What Makes Countries Rich or Poor?

Diamond_1-060712_jpg_470x420_q85Jared Diamond's review of Daron Acemoglu and James A. Robinson's Why Nations Fail: The Origins of Power, Prosperity, and Poverty, in the NYRB:

In their narrow focus on inclusive institutions, however, the authors ignore or dismiss other factors. I mentioned earlier the effects of an area’s being landlocked or of environmental damage, factors that they don’t discuss. Even within the focus on institutions, the concentration specifically on inclusive institutions causes the authors to give inadequate accounts of the ways that natural resources can be a curse. True, the book provides anecdotes of the resource curse (Sierra Leone cursed by diamonds), and of how the curse was successfully avoided (in Botswana). But the book doesn’t explain which resources especially lend themselves to the curse (diamonds yes, iron no) and why. Nor does the book show how some big resource producers like the US and Australia avoid the curse (they are democracies whose economies depend on much else besides resource exports), nor which other resource-dependent countries besides Sierra Leone and Botswana respectively succumbed to or overcame the curse. The chapter on reversal of fortune surprisingly doesn’t mention the authors’ own interesting findings about how the degree of reversal depends on prior wealth and on health threats to Europeans.

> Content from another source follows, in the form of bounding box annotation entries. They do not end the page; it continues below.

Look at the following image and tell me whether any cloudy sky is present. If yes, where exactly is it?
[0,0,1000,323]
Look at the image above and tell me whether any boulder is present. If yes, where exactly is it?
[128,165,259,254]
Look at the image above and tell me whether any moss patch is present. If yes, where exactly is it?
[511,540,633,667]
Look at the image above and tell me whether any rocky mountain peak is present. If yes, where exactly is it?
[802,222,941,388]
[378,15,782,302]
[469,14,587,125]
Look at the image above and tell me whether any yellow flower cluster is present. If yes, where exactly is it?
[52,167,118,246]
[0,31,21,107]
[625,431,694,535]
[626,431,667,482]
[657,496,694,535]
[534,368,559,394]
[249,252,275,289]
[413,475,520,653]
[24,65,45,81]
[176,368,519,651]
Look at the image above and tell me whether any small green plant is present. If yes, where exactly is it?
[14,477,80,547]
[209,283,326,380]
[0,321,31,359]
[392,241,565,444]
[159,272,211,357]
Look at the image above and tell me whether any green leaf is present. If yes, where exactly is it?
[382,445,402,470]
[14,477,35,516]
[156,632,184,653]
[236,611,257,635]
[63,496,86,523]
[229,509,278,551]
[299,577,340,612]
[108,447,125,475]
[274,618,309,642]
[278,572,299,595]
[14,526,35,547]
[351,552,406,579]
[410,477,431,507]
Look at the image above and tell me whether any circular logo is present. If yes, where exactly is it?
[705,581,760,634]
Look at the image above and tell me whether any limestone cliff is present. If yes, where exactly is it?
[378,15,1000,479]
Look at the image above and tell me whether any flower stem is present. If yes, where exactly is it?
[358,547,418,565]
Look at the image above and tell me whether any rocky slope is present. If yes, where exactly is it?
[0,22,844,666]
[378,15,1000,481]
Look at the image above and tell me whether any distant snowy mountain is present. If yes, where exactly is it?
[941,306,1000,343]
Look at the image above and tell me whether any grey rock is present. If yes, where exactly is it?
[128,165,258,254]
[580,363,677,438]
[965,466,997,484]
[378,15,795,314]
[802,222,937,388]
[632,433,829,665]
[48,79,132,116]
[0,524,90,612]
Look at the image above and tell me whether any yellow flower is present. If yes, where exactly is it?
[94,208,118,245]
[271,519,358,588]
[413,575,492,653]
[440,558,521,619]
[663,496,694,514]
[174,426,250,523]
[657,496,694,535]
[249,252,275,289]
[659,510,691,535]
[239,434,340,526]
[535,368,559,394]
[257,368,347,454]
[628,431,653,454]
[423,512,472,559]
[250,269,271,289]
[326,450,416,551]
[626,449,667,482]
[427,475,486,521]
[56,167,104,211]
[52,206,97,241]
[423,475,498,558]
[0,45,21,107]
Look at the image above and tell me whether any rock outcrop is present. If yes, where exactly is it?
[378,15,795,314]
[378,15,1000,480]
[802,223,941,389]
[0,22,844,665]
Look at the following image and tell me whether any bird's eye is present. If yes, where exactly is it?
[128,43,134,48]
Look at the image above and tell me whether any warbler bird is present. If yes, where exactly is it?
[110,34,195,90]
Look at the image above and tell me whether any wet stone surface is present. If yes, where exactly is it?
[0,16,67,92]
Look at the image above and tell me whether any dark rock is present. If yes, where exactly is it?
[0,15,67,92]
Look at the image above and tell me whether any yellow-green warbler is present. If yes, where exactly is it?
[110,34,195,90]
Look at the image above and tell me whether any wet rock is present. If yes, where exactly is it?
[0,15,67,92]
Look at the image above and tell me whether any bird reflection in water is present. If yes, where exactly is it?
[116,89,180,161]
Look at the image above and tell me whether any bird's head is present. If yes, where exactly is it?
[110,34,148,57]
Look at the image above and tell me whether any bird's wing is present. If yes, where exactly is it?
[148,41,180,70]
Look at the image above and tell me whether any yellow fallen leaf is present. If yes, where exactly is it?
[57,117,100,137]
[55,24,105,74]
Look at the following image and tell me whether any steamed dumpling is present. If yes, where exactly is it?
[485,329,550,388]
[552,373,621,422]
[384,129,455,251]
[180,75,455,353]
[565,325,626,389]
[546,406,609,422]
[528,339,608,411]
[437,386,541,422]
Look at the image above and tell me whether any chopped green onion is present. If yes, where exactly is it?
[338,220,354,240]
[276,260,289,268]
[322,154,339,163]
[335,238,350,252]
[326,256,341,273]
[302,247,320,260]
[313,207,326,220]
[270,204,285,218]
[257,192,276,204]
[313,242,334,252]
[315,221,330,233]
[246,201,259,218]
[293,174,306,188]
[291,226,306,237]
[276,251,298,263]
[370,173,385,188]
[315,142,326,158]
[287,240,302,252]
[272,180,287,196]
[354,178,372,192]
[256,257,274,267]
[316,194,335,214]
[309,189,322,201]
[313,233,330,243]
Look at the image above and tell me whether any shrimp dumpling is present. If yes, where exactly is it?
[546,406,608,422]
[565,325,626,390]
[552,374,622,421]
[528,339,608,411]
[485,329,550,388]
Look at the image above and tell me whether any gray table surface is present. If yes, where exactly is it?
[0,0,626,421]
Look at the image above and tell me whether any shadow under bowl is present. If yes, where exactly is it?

Acemoglu and Robinson reply (with a response by Diamond):

[C]ontrary to Diamond’s claim, there is nothing that contradicts tropical medicine and agricultural science in claiming that these are not major factors shaping differences in national prosperity. That these geographic factors cannot by themselves account for prosperity is illustrated by an empirical pattern we discuss—the “reversal of fortune.” Among the countries colonized by Europeans, those that were more prosperous before colonization ended up as relatively less prosperous today. This is prima facie evidence that, at least in the sample that makes up almost half of the countries in the world, geographic factors cannot account—while institutional ones can—for differences in prosperity as these factors haven’t changed, while fortunes have. Academic research also shows that once the effect of institutions is properly controlled for, there is no evidence that geographic factors have a significant impact on prosperity today.